Il III municipio è sul piede di guerra. Negli ultimi giorni si è diffusa la notizia che un sito di trasferenza rifiuti sarà realizzato in via Ave Ninchi, nel quartiere di Talenti: "Non sarà un nuovo Tmb, ma Roma non riesce a a trattare tutte le 2800 tonnellate al giorno che produce", ha detto la sindaca di Roma, Virginia Raggi. Ma, nonostante la prima cittadina abbia tentato di rassicurare gli abitanti del territorio, i residenti non si sentono affatto confortati: e hanno deciso di lanciare una manifestazione a Talenti il 6 giugno alle 19 a via Ugo Ojetti, all'angolo di via Gaspara Stampa. A farsi portavoce con la sindaca Virginia Raggi della contrarietà del territorio, è stato il presidente Giovanni Caudo con due lettere. Il problema non è però stato risolto, e per adesso non si hanno notizie di un'eventuale cancellazione o conferma del sito di via Ninchi. Il presidente ha chiesto alla Polizia locale di effettuare un sopralluogo nell'area per verificare la presenza di cantieri, ma il controllo ha dato esito negativo. Per ora, quindi, non sarebbero in atto lavori per la realizzazione del sito di trasferenza in via Ninchi.

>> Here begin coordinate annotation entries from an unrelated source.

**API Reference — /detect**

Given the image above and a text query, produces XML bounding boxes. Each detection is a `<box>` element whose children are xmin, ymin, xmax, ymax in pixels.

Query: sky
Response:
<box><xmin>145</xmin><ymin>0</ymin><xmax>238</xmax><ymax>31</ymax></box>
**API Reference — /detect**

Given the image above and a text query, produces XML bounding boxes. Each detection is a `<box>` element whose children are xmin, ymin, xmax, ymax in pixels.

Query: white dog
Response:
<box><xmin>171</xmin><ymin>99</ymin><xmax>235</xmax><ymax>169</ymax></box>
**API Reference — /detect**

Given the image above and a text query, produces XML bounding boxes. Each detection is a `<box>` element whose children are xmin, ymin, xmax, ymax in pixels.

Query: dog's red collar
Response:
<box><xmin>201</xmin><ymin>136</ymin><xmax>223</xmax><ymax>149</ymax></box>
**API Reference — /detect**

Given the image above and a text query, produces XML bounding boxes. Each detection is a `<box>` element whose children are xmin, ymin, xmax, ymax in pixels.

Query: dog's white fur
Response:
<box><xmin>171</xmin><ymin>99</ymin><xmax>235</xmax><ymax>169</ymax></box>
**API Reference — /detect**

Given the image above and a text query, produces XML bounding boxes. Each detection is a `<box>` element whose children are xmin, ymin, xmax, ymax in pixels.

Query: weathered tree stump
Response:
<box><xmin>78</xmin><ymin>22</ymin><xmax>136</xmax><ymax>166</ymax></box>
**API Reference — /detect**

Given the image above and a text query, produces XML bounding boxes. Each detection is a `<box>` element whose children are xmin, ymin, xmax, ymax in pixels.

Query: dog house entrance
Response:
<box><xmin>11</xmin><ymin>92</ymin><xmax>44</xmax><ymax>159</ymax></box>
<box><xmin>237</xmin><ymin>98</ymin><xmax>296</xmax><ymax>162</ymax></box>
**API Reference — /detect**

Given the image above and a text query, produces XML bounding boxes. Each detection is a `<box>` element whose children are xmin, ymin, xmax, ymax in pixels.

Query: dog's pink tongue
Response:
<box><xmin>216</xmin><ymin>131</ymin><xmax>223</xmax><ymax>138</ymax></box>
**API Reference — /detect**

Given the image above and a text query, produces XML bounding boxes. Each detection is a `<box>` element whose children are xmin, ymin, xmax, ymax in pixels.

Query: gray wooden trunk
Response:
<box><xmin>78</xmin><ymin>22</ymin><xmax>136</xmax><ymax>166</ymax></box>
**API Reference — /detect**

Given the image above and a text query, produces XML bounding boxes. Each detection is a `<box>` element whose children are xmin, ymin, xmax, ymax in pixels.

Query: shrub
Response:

Rifiuti a Talenti dopo la chiusura di Ponte Malnome

Dopo l'incendio del Tmb Salario è stato utilizzato Ponte Malnome – nei pressi di Malagrotta – come sito di trasferenza rifiuti. Ponte Malnome, però, deve chiudere entro il 30 giugno. Per questo l'amministrazione capitolina si è attivata per cercare altri quattro punti in cui raccogliere e trasferire i rifiuti: tra questi ci cono Talenti e Saxa Rubra. La decisione, però, non è piaciuta agli abitanti del III municipio, che dopo i miasmi respirati per anni con il Tmb Salario, adesso non vogliono più sentir parlare di rifiuti nel proprio territorio. "Nessuno dei Municipi è stato coinvolto nella individuazione e a nessuno è stata sottoposta una qualche richiesta di valutazione preliminare – ha dichiarato Caudo in una nota – Il sito di via Ave Ninchi non è idoneo al trasbordo e figuriamoci se con l’ambiguità del linguaggio (trasbordo vs trasferenza) si pensasse in realtà di fare lì ben altro". Caudo ha detto di aver suggerito alla sindaca un altro sito, come richiesto, ma di non essere stato preso in considerazione. "Nonostante che per mesi noi, come per altro gli altri municipi, siamo stati ignorati, abbiamo suggerito un altro sito. Non spetta a noi l’individuazione, lo abbiamo fatto perché la collaborazione istituzionale non deve mai venire meno ma con altrettanta determinazione diciamo no a qualsiasi condizione che ci vorrebbero imporre".